Problematisch ist jedoch, ob das öffentliche Interesse an der Strafverfolgung beseitigt werden kann. Zunächst ist im Falle zu Guttenbergs vor allem zu klären, wonach sich dieses Interesse bemisst: Geht es nur um „die Tat als solche“ oder dürfen auch Gründe aus seiner Person, und hier insbesondere seine Stellung im öffentlichen Leben, einbezogen werden?
Die wohl überwiegende Meinung bejaht letzteres – bei einem Prominenten kann daher wegen der Vorbildfunktion ein (größeres) öffentliches Interesse an der Strafverfolgung zu bejahen sein als bei einer unbekannten Person (vgl. KarlsruherKo-StPO/Schoreit, § 153 Rn. 23 m.w.N.). Insbesondere soll das bei „politischen Verwerfungen“ gelten (KarlsruherKo-StPO/Schoreit, § 153 Rn. 25 m.w.N). Die Gegenansicht dagegen möchte Gründe, die in der Person des Täters liegen, eher ausblenden (etwa Löwe/Rosenberg/BeulkeStPO § 153 Rn. 33).

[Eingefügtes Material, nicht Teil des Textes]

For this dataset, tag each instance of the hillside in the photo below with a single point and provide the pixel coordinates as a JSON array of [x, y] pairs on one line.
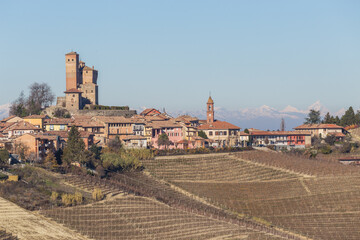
[[314, 198]]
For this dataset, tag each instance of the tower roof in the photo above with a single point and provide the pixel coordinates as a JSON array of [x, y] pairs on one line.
[[72, 53], [73, 90]]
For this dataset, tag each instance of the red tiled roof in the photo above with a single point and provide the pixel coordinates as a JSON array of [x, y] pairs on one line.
[[283, 133], [8, 118], [318, 126], [36, 117], [148, 110], [65, 134], [73, 90], [21, 126], [218, 125], [117, 119], [338, 134], [164, 124], [62, 121], [71, 53], [135, 137]]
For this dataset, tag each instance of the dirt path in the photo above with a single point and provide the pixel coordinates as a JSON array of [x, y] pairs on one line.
[[30, 226]]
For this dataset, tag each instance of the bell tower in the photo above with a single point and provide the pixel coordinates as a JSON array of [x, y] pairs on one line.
[[210, 110], [72, 70]]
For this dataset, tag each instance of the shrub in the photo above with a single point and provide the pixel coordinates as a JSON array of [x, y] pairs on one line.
[[97, 194], [54, 196], [326, 149], [4, 156], [346, 148], [78, 198], [68, 199], [330, 139]]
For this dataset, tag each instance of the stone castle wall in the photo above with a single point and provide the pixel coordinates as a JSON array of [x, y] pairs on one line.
[[87, 112]]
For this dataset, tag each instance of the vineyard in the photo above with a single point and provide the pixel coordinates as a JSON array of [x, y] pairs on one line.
[[314, 198], [134, 217], [26, 225]]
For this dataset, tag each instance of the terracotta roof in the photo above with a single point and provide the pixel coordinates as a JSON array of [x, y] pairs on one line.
[[338, 134], [65, 134], [72, 53], [135, 137], [62, 121], [118, 119], [5, 125], [164, 124], [217, 125], [36, 117], [159, 117], [21, 126], [148, 110], [88, 68], [8, 118], [279, 133], [318, 126], [210, 101], [41, 136], [73, 90], [91, 123]]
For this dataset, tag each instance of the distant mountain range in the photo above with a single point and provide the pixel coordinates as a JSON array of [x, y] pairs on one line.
[[264, 117], [4, 110]]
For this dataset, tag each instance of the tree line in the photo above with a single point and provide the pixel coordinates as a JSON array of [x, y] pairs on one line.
[[40, 97], [349, 118]]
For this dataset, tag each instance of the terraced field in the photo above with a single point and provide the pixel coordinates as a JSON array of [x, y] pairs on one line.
[[314, 198], [205, 169], [23, 224], [134, 217]]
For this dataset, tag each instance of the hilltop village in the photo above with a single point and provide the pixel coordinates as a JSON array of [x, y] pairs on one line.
[[98, 124]]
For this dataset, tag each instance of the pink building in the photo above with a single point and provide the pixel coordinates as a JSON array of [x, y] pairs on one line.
[[173, 130]]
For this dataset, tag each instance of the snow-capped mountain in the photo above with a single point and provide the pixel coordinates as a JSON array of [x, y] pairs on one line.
[[4, 110], [263, 117]]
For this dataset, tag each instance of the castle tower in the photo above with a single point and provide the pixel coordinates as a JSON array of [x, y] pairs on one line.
[[210, 110], [89, 85], [72, 70]]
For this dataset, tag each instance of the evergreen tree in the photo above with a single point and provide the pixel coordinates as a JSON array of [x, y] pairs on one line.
[[313, 117], [75, 147], [202, 134], [163, 140], [327, 118], [337, 120], [115, 144], [348, 118]]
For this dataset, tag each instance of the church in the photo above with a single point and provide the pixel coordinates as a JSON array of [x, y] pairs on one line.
[[224, 134]]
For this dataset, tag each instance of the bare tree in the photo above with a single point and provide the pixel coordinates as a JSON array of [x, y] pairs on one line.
[[282, 125], [40, 97]]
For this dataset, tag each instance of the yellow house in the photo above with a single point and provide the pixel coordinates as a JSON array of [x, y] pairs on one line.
[[36, 120], [57, 124]]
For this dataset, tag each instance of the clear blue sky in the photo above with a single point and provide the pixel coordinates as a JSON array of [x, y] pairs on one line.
[[172, 53]]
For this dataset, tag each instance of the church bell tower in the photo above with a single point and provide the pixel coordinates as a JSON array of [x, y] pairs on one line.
[[210, 110]]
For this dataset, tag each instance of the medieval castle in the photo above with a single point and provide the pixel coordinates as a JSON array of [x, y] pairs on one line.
[[81, 84]]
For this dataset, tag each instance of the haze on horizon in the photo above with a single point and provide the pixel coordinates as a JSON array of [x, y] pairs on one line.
[[171, 54]]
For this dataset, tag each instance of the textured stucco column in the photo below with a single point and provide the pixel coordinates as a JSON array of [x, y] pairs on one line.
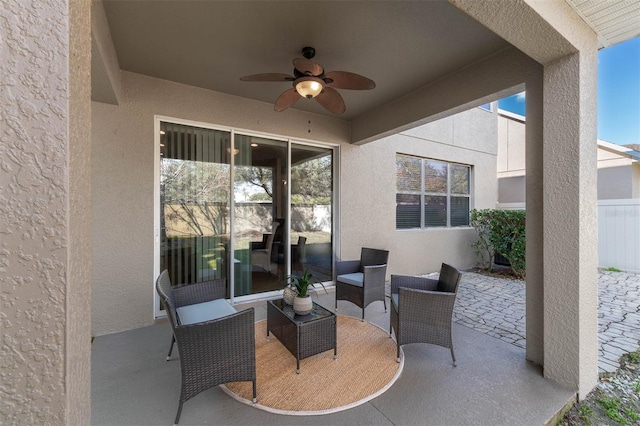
[[570, 221], [45, 212], [534, 220]]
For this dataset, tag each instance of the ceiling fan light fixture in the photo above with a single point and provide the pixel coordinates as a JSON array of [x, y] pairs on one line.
[[309, 87]]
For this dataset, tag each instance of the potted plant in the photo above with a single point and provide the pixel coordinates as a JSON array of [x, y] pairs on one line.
[[301, 284]]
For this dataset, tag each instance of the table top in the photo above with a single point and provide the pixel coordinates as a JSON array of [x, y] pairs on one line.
[[317, 313]]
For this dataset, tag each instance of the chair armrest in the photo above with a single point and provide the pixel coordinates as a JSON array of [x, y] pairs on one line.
[[374, 276], [224, 346], [203, 291], [409, 281], [347, 266]]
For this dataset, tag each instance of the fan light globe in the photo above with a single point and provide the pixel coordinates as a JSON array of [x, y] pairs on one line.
[[309, 87]]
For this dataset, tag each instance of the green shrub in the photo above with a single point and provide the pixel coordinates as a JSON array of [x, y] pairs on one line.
[[500, 231]]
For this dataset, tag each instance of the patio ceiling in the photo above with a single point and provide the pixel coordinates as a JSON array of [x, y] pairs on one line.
[[402, 46]]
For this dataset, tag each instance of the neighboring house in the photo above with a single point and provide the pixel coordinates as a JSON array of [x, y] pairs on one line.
[[618, 166], [618, 191], [364, 197]]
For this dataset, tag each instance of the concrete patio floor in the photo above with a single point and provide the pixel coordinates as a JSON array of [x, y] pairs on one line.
[[493, 384]]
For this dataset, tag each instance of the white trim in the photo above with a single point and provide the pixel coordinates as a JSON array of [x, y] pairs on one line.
[[512, 115], [620, 202], [157, 312]]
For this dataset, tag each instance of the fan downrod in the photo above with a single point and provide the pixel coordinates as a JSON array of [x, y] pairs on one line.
[[308, 52]]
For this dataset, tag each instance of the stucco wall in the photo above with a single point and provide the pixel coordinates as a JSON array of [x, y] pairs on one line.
[[368, 192], [618, 176], [45, 224], [123, 186]]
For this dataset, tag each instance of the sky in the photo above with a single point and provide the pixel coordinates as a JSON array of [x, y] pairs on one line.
[[618, 94]]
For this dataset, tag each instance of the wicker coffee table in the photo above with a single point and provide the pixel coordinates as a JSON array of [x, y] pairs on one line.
[[305, 335]]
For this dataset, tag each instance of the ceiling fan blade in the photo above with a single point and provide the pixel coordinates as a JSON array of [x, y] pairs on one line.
[[349, 80], [268, 77], [286, 99], [307, 67], [331, 100]]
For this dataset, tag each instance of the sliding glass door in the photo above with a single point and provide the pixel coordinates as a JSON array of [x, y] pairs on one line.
[[246, 208], [194, 203], [260, 214], [312, 210]]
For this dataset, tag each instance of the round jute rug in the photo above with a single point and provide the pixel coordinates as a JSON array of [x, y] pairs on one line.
[[365, 368]]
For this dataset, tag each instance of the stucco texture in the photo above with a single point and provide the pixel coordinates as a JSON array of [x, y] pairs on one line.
[[123, 182], [38, 267], [368, 192]]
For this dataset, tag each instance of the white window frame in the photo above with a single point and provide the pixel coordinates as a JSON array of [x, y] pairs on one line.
[[424, 193]]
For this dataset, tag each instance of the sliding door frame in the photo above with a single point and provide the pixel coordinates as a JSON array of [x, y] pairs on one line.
[[157, 312]]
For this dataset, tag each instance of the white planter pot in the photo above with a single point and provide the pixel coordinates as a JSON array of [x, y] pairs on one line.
[[302, 305]]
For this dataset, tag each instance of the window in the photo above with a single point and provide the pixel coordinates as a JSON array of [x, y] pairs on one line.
[[431, 193]]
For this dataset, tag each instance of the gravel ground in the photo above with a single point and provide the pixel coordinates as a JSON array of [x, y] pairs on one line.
[[615, 401]]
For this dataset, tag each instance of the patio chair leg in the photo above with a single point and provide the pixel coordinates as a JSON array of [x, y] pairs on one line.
[[173, 340], [178, 415]]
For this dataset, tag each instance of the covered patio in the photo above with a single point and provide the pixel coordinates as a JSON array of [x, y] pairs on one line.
[[79, 179], [493, 384]]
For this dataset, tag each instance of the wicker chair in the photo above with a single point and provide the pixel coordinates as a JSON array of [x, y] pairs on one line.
[[212, 351], [362, 281], [422, 308]]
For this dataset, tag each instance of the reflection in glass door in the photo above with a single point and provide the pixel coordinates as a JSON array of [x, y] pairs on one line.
[[194, 203], [260, 211], [311, 210], [245, 208]]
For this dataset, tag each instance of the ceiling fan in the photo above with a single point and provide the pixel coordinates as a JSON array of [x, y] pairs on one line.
[[310, 81]]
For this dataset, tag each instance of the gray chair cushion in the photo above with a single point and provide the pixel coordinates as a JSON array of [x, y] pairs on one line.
[[352, 279], [206, 311]]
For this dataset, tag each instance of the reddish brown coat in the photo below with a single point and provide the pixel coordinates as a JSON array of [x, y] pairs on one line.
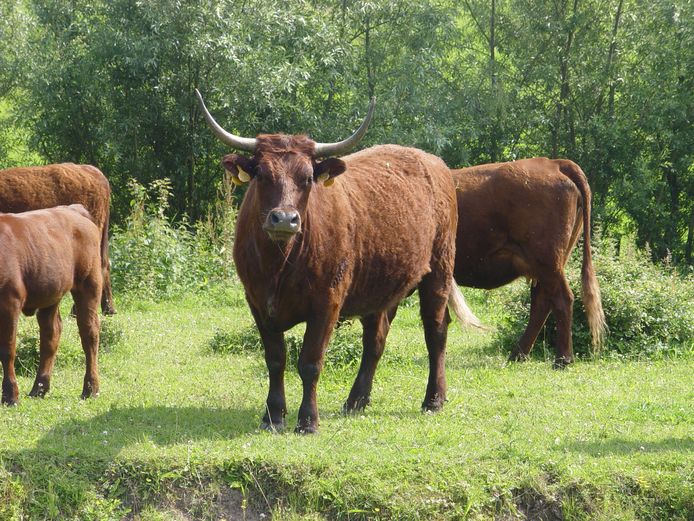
[[522, 219], [43, 255], [32, 188], [385, 228]]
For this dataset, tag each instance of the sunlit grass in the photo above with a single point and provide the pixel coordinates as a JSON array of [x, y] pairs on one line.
[[177, 424]]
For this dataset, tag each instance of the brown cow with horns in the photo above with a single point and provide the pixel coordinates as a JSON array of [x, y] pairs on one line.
[[522, 219], [310, 252]]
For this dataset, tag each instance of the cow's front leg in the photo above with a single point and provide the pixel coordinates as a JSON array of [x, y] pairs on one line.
[[376, 329], [276, 360], [316, 338], [8, 339]]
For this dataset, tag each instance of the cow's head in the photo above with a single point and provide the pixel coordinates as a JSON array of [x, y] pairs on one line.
[[285, 170]]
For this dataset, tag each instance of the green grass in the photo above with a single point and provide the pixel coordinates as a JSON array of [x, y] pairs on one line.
[[174, 434]]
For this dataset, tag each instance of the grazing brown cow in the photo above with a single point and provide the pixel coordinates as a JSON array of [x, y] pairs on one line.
[[522, 219], [310, 252], [43, 255], [32, 188]]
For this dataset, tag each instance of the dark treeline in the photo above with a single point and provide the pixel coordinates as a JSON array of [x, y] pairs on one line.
[[607, 83]]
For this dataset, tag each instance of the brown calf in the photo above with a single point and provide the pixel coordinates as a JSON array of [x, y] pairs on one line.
[[310, 251], [43, 255], [522, 219], [32, 188]]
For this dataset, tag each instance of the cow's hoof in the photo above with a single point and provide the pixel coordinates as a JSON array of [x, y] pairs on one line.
[[38, 392], [352, 406], [275, 427], [562, 363], [433, 405], [306, 429], [518, 357]]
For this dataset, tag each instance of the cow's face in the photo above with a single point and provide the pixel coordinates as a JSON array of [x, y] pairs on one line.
[[284, 174]]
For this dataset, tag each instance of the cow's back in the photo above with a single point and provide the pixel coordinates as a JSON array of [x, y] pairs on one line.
[[398, 205], [511, 216], [46, 252], [24, 189]]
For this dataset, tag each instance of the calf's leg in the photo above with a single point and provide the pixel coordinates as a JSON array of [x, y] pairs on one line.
[[433, 301], [376, 329], [87, 300], [50, 326], [8, 339]]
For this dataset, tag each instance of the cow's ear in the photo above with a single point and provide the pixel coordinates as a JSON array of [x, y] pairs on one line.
[[242, 168], [328, 169]]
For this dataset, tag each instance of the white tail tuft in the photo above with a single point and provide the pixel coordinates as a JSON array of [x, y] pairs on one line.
[[458, 306]]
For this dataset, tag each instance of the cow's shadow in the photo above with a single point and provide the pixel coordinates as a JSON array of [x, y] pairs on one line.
[[104, 436]]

Ein bloßes Interesse der Medien an dem Fall reicht jedenfalls nicht (LG Bonn NStZ 2001, 375).
Letztlich muss man sich hier eine eigene Meinung bilden. Ich halte eine vermittelnde Ansicht für richtig: Der Sinn der Strafverfolgung ist es sicherlich nicht, ein Informationsinteresse der Öffentlichkeit zu befriedigen, sondern sollte sich nach general- oder spezialpräventiven Gesichtspunkten richten. Denn letztlich dient die Strafverfolgung den gleichen Zwecken wie die Strafe selbst. Im Rahmen dieser kann dann durchaus die Vorbildfunktion des Prominenten einbezogen werden.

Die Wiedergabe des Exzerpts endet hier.